Its main function is to cross-link the microfibrils made up of cellulose and glycoproteins. 

Summary 

Polysaccharides are the biopolymers made up of repetitive monosaccharide subunits. 

They differ greatly in their structure, properties, and functions. 

Polysaccharide that are important include starch, glycogen, cellulose, and hemicellulose. 

All of polysaccharides are non-reducing sugars. 

Starch is storage polysaccharide in plants made up of two components, amylose and amylopectin. 

• Amylose shows limited branching and is more resistant to digestion. 
• Amylopectin shows abundant branching and can be hydrolyzed easily.
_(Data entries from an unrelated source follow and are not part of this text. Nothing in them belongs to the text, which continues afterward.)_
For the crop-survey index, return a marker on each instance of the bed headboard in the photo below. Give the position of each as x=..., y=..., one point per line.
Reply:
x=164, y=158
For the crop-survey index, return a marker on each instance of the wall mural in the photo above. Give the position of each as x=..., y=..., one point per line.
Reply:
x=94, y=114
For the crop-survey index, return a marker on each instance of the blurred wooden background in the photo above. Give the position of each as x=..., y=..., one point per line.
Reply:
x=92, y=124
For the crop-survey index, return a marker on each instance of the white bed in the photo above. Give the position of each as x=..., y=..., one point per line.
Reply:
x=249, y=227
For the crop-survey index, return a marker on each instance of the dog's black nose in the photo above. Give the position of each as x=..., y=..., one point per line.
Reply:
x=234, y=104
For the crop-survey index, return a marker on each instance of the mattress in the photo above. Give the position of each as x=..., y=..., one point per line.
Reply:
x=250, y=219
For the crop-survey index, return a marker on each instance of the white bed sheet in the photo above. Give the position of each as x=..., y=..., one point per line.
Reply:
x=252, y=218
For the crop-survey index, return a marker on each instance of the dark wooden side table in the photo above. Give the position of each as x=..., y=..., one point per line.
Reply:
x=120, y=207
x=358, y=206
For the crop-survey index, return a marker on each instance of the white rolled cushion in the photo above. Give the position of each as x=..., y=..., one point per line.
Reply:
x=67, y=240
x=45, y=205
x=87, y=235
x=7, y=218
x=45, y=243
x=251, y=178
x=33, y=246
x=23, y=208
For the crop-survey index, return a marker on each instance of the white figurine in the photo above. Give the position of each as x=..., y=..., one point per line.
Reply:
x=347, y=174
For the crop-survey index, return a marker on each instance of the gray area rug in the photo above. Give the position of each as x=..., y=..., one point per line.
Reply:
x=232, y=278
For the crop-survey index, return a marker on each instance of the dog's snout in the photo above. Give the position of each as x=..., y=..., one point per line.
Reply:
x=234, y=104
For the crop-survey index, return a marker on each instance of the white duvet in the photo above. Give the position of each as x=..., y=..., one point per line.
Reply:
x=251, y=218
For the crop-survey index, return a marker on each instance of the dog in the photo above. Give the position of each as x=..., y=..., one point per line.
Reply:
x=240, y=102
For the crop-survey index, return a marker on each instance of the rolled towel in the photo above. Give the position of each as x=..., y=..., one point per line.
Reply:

Starch is the main carbohydrate source of animals as it is present in every staple food. 

Glycogen is storage polysaccharide in animals, made of glucose chains that show branching after every 8 to 12 subunits. 

• It is mainly made in the liver and muscles by a process called glycogenesis. 
• It is found only in animals. 
• It prevent hypoglycemia and provides energy to the body when it is needed the most. 

Cellulose is a structural polysaccharide present in the plant cell walls.

• The long chains of glucose molecules in cellulose make microfibrils that provide strength to plant cells. 
• It cannot be digested in humans. 
• Cellulose is also used in paper and pharmaceutical industry. 
• It is also used in science labs. 

Hemicellulose is another polysaccharide present in cell walls of plants. 

• It is a heteropolymer made up of different monosaccharides. 
• It is made up of small chains that also show branching. 
• Its function is to cross-link the microfibrils in plant cell walls. 

Frequently Asked Questions

What are polysaccharides?

Polysaccharides are the polymers of carbohydrates. They are large molecules that are made by combining hundreds or thousands of carbohydrate molecules. 

What are some examples of polysaccharides?

Some examples of polysaccharides include starch, glycogen and cellulose. Starch is a storage polysaccharide found in plant cells while glycogen is a storage polysaccharide present in animal cells. Cellulose is present in the cell wall of plant cells. 

What are the functions of polysaccharides?

Polysaccharides act as storage molecules in both animal and plant cells. They also provide structural support such as cellulose and have a role in cell signalling.

Can humans digest polysaccharides?

Humans can digest and break down starch. However, cellulose cannot be digested in humans because of lack of cellulase enzyme. 

References

1.  Matthews, C. E.; K. E. Van Holde; K. G. Ahern (1999) Biochemistry. 3rd edition. Benjamin Cummings. ISBN 0-8053-3066-6
2. N.A.Campbell (1996) Biology (4th edition). Benjamin Cummings NY. p.23 ISBN 0-8053-1957-3
3. Anatomy and Physiology. Saladin, Kenneth S. McGraw-Hill, 2007.
4. “Animal starch”. Merriam Webster. Retrieved May 11, 2014.